Once at her home planet, Jean looks for clues to her past and her family. She starts by going to the bar formerly owned by her foster parent, a mean, harsh man with criminal connections. She remembers his abusive behaviour, which led to her killing him when she was a girl. She meets young bartender Gem Morales, and goes on a date with him. Gem is abrasive, arrogant and forceful, which reminds her of her dead foster father. People on her home planet keep mistaking her for another woman of the same age who looks like her and who has a similar personality, a hint that she may have one or more twin sisters on the planet.
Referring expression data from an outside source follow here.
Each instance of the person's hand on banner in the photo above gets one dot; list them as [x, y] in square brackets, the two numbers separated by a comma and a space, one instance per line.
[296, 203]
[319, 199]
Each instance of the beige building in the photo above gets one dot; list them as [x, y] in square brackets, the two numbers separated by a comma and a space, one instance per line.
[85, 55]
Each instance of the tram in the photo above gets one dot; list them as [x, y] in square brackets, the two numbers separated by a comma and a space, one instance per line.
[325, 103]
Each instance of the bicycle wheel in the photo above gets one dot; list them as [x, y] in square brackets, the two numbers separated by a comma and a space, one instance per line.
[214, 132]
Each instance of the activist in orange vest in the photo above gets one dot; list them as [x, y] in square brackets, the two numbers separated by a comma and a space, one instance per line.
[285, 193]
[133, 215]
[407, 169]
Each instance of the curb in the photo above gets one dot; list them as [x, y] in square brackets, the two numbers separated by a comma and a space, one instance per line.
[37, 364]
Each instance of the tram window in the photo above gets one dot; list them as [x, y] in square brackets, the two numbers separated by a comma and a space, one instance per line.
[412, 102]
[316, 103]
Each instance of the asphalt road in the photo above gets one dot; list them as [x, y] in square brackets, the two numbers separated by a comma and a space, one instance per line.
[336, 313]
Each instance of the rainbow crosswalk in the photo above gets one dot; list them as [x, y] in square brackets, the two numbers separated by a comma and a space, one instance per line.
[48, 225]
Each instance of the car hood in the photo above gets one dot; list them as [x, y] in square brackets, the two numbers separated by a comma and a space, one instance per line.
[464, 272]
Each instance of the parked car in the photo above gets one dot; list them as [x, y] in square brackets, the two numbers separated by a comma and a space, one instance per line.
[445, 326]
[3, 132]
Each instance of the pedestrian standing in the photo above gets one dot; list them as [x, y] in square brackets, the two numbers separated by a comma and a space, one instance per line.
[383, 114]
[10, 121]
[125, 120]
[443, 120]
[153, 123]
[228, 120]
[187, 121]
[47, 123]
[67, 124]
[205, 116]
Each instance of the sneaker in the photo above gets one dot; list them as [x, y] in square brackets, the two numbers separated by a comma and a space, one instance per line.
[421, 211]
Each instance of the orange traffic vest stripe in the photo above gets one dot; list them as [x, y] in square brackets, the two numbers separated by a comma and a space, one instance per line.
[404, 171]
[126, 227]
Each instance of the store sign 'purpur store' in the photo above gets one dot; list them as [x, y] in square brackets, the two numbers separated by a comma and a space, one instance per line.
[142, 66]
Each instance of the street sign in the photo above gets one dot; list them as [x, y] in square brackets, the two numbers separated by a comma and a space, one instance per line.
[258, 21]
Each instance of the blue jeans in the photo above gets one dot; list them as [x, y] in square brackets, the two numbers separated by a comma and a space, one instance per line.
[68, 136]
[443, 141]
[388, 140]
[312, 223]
In the attic above her foster father's old bar, she finds more clues in an old photo album, which lead her to Cholwell's laboratory facilities. She goes to see Cholwell's estate, only to discover that his claim of raising "chickens" was a front for his human cloning experiments. Jean then learns the truth about her parentage: Cholwell created her and seven sisters in the laboratory 17 years ago. This explains Cholwell's surprise at meeting her on Earth and the mystery of her doppelgangers on Codrion. When Jean learns that one of her sisters has been convicted of her abusive foster father's murder, Jean reveals herself to the authorities. Fortunately, under Codrion law, the uncertainty over the murderers' identity leads to an acquittal.

Reception

The Jean Parlier character was unusual for the 1950s, as she was a strong, independent female protagonist, and the story focuses on her (she is not the wife, girlfriend, or assistant of a male protagonist). While amoral, beautiful, and willing to use her looks and sex appeal to advance her goals, she did not fit the cliche femme fatale template popular in noir and hardboiled fiction of the era (note that in Cholwell's Chickens, the first half of the story has a noirish mystery-type feel). As well, even though she is the lead character, she was not simply a female version of a standard male hero archetype.